Delourme Solène, Redjdal Akram, Bouaud Jacques, Seroussi Brigitte
Sorbonne Université, Université Sorbonne Paris Nord, INSERM, LIMICS, Paris, France.
EPITA, Paris, France.
Methods Inf Med. 2024 Sep;63(3-04):85-96. doi: 10.1055/a-2528-4299. Epub 2025 Jan 29.
Multidisciplinary tumor boards (MTBs) have been established in most countries to allow experts collaboratively determine the best treatment decisions for cancer patients. However, MTBs often face challenges such as case overload, which can compromise MTB decision quality. Clinical decision support systems (CDSSs) have been introduced to assist clinicians in this process. Despite their potential, CDSSs are still underutilized in routine practice. The emergence of large language models (LLMs), such as ChatGPT, offers new opportunities to improve the efficiency and usability of traditional CDSSs.
OncoDoc2 is a guideline-based CDSS developed using a documentary approach and applied to breast cancer management. This study aims to evaluate the potential of LLMs, used as question-answering (QA) systems, to improve the usability of OncoDoc2 across different prompt engineering techniques (PETs).
Data extracted from breast cancer patient summaries (BCPSs), together with questions formulated by OncoDoc2, were used to create prompts for various LLMs, and several PETs were designed and tested. Using a sample of 200 randomized BCPSs, LLMs and PETs were initially compared with regard to their responses to OncoDoc2 questions using classic metrics (accuracy, precision, recall, and F1 score). Best performing LLMs and PETs were further assessed by comparing the therapeutic recommendations generated by OncoDoc2, based on LLM inputs, to those provided by MTB clinicians using OncoDoc2. Finally, the best performing method was validated using a new sample of 30 randomized BCPSs.
The combination of Mistral and OpenChat models under the enhanced Zero-Shot PET showed the best performance as a question-answering system. This approach gets a precision of 60.16%, a recall of 54.18%, an F1 score of 56.59%, and an accuracy of 75.57% on the validation set of 30 BCPSs. However, this approach yielded poor results as a CDSS, with only 16.67% of the recommendations generated by OncoDoc2 based on LLM inputs matching the gold standard.
All the criteria in the OncoDoc2 decision tree are crucial for capturing the uniqueness of each patient. Any deviation from a criterion alters the recommendations generated. Despite achieving a good accuracy rate of 75.57%, LLMs still face challenges in reliably understanding complex medical contexts and be effective as CDSSs.

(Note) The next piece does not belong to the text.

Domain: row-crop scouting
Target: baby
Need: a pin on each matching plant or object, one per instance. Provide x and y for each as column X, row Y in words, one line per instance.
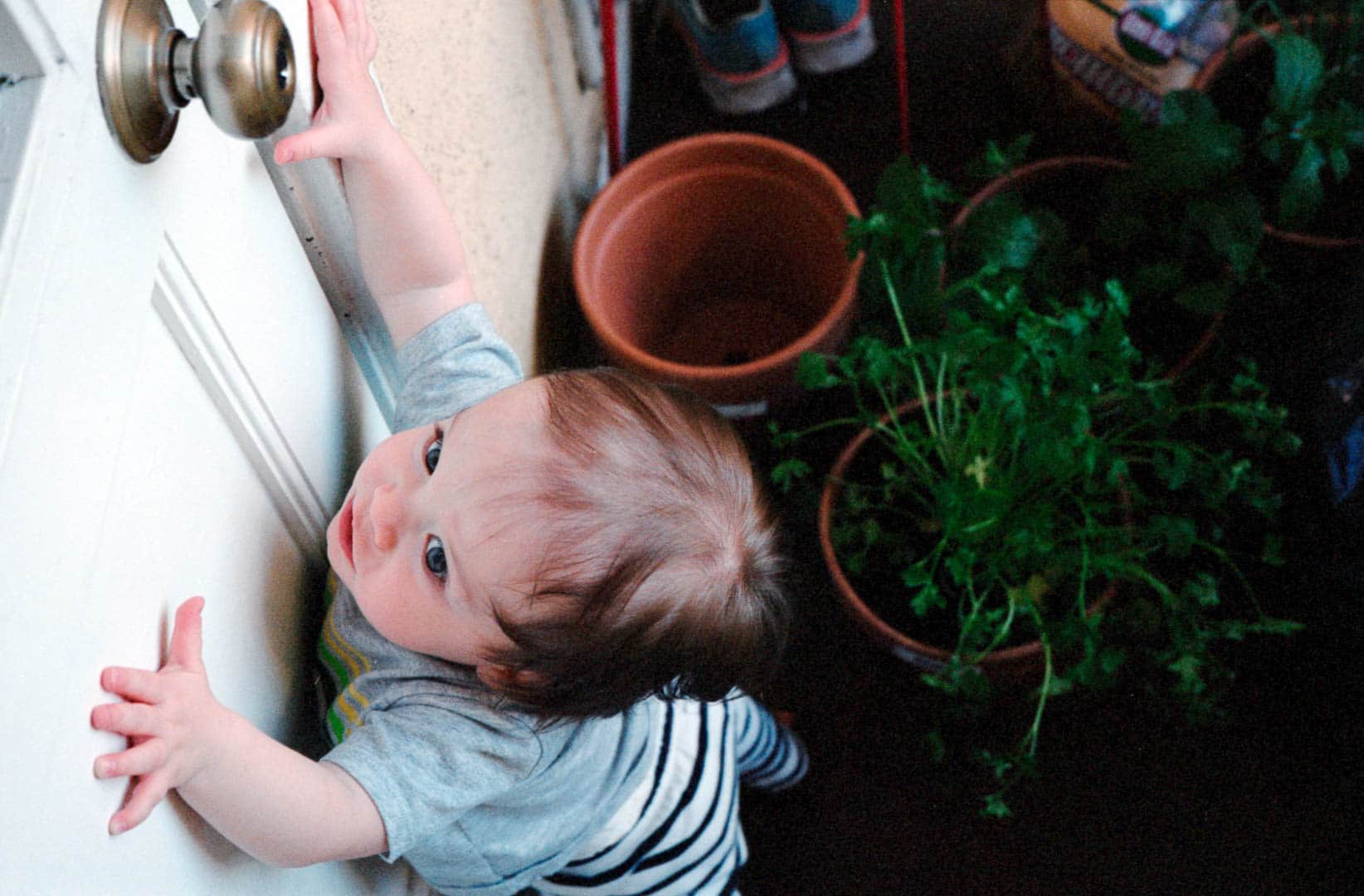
column 548, row 599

大多数国家都已设立多学科肿瘤委员会(MTB),以便专家共同为癌症患者确定最佳治疗决策。然而,MTB常常面临病例过多等挑战,这可能会影响MTB的决策质量。临床决策支持系统(CDSS)已被引入以协助临床医生进行这一过程。尽管CDSS具有潜力,但在常规实践中仍未得到充分利用。诸如ChatGPT等大语言模型(LLM)的出现为提高传统CDSS的效率和可用性提供了新机遇。

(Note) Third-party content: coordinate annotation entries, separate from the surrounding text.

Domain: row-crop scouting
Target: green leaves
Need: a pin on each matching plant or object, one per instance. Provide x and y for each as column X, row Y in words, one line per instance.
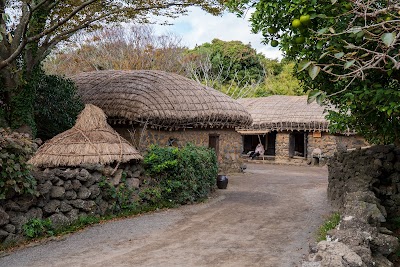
column 348, row 64
column 388, row 38
column 15, row 174
column 304, row 64
column 339, row 55
column 317, row 96
column 191, row 179
column 313, row 71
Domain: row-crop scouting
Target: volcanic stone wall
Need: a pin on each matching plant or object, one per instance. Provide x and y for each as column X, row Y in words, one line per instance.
column 364, row 185
column 65, row 194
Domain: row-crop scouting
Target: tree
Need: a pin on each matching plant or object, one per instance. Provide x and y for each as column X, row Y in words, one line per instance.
column 29, row 29
column 281, row 83
column 231, row 67
column 121, row 48
column 347, row 55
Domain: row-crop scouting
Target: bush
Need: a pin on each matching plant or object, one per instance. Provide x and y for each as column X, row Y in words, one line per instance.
column 56, row 105
column 329, row 224
column 36, row 228
column 181, row 175
column 15, row 176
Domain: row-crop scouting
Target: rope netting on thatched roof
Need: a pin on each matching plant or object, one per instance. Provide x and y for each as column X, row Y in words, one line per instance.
column 279, row 113
column 159, row 99
column 90, row 141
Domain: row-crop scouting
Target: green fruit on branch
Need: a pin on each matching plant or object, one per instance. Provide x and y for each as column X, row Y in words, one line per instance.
column 296, row 23
column 272, row 30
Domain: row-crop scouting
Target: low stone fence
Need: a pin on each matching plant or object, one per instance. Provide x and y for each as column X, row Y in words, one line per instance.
column 364, row 186
column 65, row 194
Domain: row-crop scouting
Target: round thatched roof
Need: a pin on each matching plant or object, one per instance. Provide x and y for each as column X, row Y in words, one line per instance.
column 159, row 99
column 90, row 141
column 278, row 113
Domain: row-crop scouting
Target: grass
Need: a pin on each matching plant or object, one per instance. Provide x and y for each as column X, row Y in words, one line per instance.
column 81, row 223
column 332, row 221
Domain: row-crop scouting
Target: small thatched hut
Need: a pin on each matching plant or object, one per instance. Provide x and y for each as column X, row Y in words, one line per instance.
column 156, row 107
column 289, row 127
column 91, row 141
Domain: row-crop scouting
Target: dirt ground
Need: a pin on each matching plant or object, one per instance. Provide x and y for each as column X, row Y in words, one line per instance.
column 266, row 217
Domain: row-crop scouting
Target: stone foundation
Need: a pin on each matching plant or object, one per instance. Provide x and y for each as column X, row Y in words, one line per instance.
column 230, row 142
column 364, row 185
column 327, row 143
column 65, row 194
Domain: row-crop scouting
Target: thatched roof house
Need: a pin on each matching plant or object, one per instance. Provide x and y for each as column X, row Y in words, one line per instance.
column 159, row 99
column 280, row 113
column 90, row 141
column 289, row 127
column 157, row 107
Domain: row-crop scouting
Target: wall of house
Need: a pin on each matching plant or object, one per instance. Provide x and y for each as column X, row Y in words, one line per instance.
column 230, row 142
column 329, row 143
column 282, row 145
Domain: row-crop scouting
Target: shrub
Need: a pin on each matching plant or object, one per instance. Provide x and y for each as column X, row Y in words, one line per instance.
column 183, row 175
column 329, row 224
column 57, row 105
column 15, row 176
column 36, row 227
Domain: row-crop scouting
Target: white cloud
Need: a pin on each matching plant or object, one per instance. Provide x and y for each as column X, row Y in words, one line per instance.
column 199, row 27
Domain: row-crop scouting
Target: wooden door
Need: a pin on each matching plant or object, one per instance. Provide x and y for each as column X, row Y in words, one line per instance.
column 213, row 142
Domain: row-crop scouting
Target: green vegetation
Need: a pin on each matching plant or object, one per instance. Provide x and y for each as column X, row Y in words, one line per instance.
column 329, row 224
column 35, row 228
column 56, row 104
column 36, row 27
column 346, row 53
column 179, row 176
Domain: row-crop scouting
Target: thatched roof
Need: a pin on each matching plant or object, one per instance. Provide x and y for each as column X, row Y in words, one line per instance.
column 279, row 113
column 90, row 141
column 159, row 99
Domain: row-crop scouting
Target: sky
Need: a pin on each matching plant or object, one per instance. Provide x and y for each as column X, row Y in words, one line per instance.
column 199, row 27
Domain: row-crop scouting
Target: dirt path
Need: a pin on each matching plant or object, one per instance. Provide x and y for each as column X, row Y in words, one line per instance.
column 266, row 217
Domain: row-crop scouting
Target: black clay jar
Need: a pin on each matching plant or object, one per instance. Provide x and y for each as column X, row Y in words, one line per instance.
column 222, row 181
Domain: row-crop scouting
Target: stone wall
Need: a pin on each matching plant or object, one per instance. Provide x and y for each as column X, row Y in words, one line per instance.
column 64, row 195
column 364, row 185
column 230, row 142
column 329, row 144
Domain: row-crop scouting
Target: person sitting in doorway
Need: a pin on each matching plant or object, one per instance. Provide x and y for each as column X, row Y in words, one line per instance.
column 259, row 151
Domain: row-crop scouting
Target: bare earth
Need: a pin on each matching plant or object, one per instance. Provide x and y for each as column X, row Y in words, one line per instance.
column 266, row 217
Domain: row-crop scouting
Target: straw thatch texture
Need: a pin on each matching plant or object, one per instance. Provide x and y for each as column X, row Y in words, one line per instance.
column 159, row 99
column 279, row 113
column 90, row 141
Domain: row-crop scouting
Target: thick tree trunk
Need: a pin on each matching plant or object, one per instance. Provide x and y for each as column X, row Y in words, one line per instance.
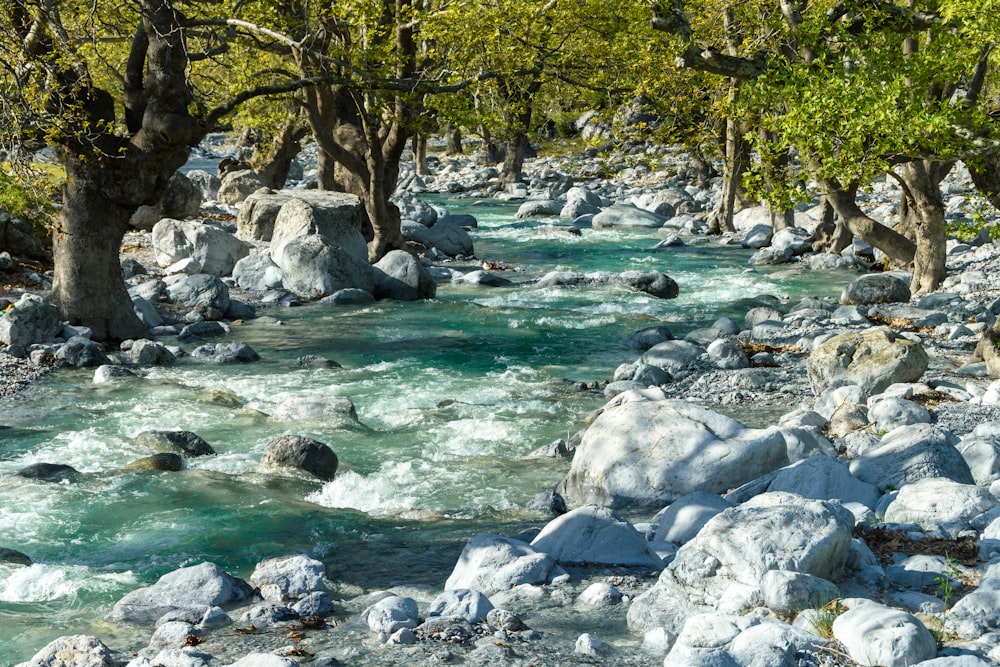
column 897, row 247
column 736, row 164
column 420, row 154
column 513, row 159
column 922, row 213
column 830, row 235
column 273, row 167
column 453, row 136
column 89, row 289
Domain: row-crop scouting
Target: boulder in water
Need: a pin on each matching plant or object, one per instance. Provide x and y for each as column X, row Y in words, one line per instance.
column 302, row 453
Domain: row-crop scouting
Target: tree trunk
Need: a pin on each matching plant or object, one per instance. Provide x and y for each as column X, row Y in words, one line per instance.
column 513, row 159
column 897, row 247
column 830, row 235
column 737, row 162
column 922, row 213
column 453, row 136
column 273, row 168
column 420, row 154
column 89, row 289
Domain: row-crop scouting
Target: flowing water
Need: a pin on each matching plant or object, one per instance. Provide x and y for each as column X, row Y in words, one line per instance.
column 452, row 394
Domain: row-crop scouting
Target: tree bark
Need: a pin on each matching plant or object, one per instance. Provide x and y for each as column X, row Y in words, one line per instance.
column 897, row 247
column 109, row 176
column 273, row 167
column 453, row 136
column 737, row 162
column 420, row 154
column 922, row 215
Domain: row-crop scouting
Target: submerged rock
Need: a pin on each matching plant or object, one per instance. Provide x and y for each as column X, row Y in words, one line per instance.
column 296, row 451
column 651, row 452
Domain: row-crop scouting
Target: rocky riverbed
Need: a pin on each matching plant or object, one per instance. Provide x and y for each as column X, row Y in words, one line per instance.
column 810, row 483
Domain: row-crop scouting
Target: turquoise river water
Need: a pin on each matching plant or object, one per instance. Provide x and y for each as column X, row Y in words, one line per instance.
column 452, row 393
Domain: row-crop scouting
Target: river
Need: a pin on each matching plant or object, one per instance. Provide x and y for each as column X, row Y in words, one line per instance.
column 452, row 393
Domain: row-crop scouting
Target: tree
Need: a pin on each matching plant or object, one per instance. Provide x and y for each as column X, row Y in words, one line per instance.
column 813, row 92
column 123, row 101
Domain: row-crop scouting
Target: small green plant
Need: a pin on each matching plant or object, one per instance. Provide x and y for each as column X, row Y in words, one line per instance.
column 945, row 581
column 822, row 624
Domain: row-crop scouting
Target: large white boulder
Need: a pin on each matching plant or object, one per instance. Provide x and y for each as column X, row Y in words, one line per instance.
column 320, row 249
column 493, row 563
column 215, row 250
column 595, row 535
column 651, row 452
column 194, row 588
column 872, row 359
column 877, row 635
column 724, row 567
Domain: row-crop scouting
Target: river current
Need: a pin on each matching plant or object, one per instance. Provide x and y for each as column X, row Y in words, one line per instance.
column 452, row 394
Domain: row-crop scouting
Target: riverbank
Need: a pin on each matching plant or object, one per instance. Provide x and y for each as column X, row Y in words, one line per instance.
column 558, row 610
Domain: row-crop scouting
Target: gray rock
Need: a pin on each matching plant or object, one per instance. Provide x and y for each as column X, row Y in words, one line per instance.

OncoDoc2是一种基于指南开发的CDSS,采用文献法开发并应用于乳腺癌管理。本研究旨在评估用作问答(QA)系统的LLM在不同提示工程技术(PET)下提高OncoDoc2可用性的潜力。
从乳腺癌患者摘要(BCPS)中提取的数据,以及OncoDoc2提出的问题,被用于为各种LLM创建提示,并设计和测试了几种PET。使用200个随机抽取的BCPS样本,最初使用经典指标(准确率、精确率、召回率和F1分数)比较LLM和PET对OncoDoc2问题的回答。通过比较基于LLM输入由OncoDoc2生成的治疗建议与MTB临床医生使用OncoDoc2提供的建议,进一步评估表现最佳的LLM和PET。最后,使用30个随机抽取的BCPS新样本对表现最佳的方法进行验证。
在增强型零样本PET下,Mistral和OpenChat模型的组合作为问答系统表现最佳。在30个BCPS的验证集上,这种方法的精确率为60.16%,召回率为54.18%,F1分数为56.59%,准确率为75.57%。然而,作为CDSS,这种方法产生的结果很差,基于LLM输入由OncoDoc2生成的建议中只有16.67%与金标准匹配。
OncoDoc2决策树中的所有标准对于把握每个患者的独特性都至关重要。任何偏离标准的情况都会改变生成的建议。尽管LLM达到了75.57%的良好准确率,但在可靠理解复杂医学背景并有效作为CDSS方面仍面临挑战。